[Impala-ASF-CR] IMPALA-110: Support for multiple DISTINCT

Tim Armstrong (Code Review) Wed, 08 Aug 2018 17:12:56 -0700

Tim Armstrong has posted comments on this change. ( 
http://gerrit.cloudera.org:8080/10771 )


Change subject: IMPALA-110: Support for multiple DISTINCT
......................................................................


Patch Set 4:

(29 comments)

I did a pass over the backend and the tests. It looks solid to me, comments are 
mainly aimed at making it more readable for people in the future and catching 
regressions.

I'd like to understand the fe part too.

http://gerrit.cloudera.org:8080/#/c/10771/4/be/src/exec/aggregation-node-base.h
File be/src/exec/aggregation-node-base.h:

http://gerrit.cloudera.org:8080/#/c/10771/4/be/src/exec/aggregation-node-base.h@43
PS4, Line 43:   bool replicate_input_;
const


http://gerrit.cloudera.org:8080/#/c/10771/4/be/src/exec/aggregation-node.h
File be/src/exec/aggregation-node.h:

http://gerrit.cloudera.org:8080/#/c/10771/4/be/src/exec/aggregation-node.h@50
PS4, Line 50: curr_agg_idx_
optional: maybe something more explicit like curr_output_agg_idx_?

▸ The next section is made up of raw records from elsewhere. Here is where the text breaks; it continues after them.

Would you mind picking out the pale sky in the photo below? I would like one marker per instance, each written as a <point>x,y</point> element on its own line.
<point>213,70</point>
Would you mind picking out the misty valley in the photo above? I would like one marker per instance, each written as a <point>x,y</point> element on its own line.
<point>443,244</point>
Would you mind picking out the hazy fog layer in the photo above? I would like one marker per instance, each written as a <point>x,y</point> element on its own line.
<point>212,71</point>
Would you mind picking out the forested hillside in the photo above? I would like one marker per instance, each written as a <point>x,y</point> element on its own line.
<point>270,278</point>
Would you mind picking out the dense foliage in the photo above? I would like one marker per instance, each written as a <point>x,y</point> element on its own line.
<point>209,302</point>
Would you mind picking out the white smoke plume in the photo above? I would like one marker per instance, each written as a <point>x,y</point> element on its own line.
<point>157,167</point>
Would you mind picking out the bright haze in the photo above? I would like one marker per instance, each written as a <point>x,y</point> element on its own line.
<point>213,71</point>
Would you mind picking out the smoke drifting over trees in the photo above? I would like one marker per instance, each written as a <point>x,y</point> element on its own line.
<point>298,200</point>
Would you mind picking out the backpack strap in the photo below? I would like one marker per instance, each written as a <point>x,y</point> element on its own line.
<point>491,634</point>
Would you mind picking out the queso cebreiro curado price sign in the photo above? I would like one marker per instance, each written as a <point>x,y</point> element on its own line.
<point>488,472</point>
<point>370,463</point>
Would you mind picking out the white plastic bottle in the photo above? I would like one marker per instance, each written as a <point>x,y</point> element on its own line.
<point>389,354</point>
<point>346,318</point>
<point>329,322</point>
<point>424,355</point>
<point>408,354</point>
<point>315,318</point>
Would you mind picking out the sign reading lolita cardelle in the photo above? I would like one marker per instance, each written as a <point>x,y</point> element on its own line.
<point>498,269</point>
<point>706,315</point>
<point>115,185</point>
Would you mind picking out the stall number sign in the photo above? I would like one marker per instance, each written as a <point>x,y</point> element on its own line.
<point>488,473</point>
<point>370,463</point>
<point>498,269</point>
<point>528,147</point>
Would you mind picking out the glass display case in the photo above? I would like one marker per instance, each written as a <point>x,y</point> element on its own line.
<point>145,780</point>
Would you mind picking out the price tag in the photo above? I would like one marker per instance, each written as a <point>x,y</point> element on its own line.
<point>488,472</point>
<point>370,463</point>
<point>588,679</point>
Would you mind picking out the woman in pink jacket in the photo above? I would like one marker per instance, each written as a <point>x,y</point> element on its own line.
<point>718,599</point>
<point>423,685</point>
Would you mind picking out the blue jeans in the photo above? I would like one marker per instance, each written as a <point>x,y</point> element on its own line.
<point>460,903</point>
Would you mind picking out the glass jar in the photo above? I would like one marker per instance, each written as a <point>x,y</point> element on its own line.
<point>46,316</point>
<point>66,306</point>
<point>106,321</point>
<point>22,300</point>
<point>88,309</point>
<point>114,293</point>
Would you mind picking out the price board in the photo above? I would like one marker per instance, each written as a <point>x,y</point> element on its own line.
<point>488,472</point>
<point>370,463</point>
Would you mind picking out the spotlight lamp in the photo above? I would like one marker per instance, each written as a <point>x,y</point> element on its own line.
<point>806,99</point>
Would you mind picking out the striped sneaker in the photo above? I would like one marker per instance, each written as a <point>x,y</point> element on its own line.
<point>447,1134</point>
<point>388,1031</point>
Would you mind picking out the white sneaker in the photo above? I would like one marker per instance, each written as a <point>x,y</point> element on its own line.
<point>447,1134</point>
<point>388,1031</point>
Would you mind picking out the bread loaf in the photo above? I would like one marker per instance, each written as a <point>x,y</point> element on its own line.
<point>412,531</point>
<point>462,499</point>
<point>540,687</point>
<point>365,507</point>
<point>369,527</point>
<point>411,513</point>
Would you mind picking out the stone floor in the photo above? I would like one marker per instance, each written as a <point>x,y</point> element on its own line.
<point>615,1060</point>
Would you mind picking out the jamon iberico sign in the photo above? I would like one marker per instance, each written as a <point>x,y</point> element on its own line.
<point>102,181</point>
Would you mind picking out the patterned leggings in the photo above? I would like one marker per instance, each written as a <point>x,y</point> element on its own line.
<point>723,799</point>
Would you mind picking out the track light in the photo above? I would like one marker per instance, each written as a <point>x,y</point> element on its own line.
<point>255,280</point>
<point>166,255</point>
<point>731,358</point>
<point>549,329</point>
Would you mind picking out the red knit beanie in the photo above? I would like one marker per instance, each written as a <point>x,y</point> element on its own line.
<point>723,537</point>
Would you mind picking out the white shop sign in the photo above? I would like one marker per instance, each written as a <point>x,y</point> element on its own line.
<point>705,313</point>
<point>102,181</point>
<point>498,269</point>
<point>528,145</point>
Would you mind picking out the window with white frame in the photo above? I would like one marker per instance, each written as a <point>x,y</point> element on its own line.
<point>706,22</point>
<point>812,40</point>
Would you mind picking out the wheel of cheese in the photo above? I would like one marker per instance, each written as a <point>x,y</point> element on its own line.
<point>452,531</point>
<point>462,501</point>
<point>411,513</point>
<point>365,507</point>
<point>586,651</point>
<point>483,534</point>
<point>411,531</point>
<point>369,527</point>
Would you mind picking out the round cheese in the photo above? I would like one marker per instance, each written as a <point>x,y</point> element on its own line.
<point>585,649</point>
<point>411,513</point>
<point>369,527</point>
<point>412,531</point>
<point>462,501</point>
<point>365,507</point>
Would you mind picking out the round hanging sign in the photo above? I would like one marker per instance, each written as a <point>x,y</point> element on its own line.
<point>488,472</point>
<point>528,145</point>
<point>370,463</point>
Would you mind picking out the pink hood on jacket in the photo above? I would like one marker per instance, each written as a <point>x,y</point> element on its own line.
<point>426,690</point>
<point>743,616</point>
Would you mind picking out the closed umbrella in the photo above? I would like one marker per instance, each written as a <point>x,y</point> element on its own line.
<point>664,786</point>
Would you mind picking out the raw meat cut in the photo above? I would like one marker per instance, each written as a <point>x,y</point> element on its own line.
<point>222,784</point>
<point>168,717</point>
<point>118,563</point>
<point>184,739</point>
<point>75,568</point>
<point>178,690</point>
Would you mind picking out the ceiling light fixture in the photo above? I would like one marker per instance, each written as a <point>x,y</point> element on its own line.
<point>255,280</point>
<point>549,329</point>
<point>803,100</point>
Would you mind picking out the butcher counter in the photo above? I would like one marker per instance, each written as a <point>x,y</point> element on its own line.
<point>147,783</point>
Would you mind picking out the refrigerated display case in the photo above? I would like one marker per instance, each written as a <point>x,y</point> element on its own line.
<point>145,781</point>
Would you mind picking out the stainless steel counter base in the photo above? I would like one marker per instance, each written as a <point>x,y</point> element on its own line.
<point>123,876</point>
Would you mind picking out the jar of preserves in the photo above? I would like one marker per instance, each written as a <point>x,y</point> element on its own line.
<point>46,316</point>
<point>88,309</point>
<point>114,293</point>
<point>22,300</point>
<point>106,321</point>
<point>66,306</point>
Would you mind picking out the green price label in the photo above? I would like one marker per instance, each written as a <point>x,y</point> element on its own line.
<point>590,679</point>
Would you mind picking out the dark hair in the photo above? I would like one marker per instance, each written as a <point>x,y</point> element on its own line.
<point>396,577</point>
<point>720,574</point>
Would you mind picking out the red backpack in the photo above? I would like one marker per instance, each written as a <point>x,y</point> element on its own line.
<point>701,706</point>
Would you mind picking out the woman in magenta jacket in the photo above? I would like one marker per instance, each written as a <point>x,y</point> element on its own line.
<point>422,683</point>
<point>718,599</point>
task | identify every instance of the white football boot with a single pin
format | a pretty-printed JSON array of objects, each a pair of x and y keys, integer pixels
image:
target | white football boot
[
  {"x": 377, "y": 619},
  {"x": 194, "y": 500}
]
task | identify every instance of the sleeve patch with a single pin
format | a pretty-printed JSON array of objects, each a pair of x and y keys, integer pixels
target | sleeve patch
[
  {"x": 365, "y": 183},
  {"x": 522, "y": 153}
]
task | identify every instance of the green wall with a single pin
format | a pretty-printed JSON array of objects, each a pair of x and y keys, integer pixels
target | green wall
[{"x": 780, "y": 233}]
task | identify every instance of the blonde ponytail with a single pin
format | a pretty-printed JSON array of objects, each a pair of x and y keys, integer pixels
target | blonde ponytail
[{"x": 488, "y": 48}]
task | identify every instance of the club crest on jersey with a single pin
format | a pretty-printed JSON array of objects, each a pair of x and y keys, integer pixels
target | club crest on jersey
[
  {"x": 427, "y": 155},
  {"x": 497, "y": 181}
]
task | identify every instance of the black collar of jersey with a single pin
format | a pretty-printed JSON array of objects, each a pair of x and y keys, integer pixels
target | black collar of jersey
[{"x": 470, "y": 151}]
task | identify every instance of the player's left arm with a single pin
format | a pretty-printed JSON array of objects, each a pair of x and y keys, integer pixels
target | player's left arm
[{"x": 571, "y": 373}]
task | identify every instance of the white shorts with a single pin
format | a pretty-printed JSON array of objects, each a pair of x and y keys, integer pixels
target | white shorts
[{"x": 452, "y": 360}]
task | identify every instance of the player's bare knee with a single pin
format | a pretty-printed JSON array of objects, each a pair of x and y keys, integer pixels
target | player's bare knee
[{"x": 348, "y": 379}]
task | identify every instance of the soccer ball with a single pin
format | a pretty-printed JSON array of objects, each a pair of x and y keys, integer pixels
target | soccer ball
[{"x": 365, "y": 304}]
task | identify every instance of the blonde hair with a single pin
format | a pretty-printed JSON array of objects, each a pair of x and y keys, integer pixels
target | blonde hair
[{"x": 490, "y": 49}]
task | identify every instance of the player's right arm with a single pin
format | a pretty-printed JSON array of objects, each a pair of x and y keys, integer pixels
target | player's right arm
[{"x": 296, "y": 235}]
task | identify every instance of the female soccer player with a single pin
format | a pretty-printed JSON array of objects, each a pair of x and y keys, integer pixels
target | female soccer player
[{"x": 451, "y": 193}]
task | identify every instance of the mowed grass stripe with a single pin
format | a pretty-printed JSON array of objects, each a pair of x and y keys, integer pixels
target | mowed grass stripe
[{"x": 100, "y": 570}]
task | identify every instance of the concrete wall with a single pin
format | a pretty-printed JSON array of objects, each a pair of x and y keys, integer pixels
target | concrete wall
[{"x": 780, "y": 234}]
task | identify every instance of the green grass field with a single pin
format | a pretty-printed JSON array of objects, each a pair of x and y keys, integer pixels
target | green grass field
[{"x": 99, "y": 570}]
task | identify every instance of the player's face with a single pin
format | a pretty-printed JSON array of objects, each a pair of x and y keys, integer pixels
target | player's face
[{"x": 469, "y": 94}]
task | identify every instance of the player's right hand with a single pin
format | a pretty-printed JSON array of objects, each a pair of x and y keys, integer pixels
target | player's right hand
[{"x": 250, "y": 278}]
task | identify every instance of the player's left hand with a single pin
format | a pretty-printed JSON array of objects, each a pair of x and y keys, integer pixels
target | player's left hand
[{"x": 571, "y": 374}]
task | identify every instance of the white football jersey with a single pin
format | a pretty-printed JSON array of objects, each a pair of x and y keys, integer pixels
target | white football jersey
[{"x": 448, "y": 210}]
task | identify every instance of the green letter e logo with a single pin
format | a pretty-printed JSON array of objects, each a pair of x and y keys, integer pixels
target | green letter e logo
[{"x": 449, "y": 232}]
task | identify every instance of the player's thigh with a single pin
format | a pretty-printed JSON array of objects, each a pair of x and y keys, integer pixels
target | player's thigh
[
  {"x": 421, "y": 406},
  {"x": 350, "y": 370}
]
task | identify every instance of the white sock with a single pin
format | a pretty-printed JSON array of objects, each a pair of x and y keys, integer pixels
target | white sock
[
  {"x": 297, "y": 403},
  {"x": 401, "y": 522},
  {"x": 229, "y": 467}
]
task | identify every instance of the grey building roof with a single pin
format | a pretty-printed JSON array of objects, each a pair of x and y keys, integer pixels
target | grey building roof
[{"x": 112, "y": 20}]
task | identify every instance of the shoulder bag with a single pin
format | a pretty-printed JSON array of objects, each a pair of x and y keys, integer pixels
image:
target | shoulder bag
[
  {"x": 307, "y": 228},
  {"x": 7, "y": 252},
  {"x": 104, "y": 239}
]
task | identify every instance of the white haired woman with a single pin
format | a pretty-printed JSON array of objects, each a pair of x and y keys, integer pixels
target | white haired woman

http://gerrit.cloudera.org:8080/#/c/10771/4/be/src/exec/aggregation-node.cc
File be/src/exec/aggregation-node.cc:

http://gerrit.cloudera.org:8080/#/c/10771/4/be/src/exec/aggregation-node.cc@49
PS4, Line 49: batch
maybe child_batch or input_batch to disambiguate from the minibatches


http://gerrit.cloudera.org:8080/#/c/10771/4/be/src/exec/aggregation-node.cc@55
PS4, Line 55:         new RowBatch(child(0)->row_desc(), state->batch_size(), 
mem_tracker()));
It's a little unfortunate that there's no way in C++ apparently to forward 
arguments to an array constructor, otherwise we could just use

unique_ptr<RowBatch[]>


http://gerrit.cloudera.org:8080/#/c/10771/4/be/src/exec/aggregation-node.cc@56
PS4, Line 56:     mini_batches.push_back(std::move(mini_batch));
nit: might be possible to make this more concise with something like:

  mini_batches.push_back(make_unique<RowBatch>(child(0)->row_desc(), 
state->batch_size(), mem_tracker())));


http://gerrit.cloudera.org:8080/#/c/10771/4/be/src/exec/aggregator.h
File be/src/exec/aggregator.h:

http://gerrit.cloudera.org:8080/#/c/10771/4/be/src/exec/aggregator.h@81
PS4, Line 81:   /// Used to insert input rows if this is a streaming pre-agg. 
Tries to aggregate all of
nit: add blank lines between methods with comments (existing code violated this 
style)


http://gerrit.cloudera.org:8080/#/c/10771/4/be/src/exec/aggregator.h@93
PS4, Line 93:   virtual bool eos() = 0;
This is a bit pedantic (so I'm ok if you ignore) but I think eos() and 
num_grouping_exprs() should be Eos() and GetNumGroupingExprs() according to the 
style guide since they're not really accessors: 
https://google.github.io/styleguide/cppguide.html#Function_Names

Or we could add a eos_ member and make this a true accessor.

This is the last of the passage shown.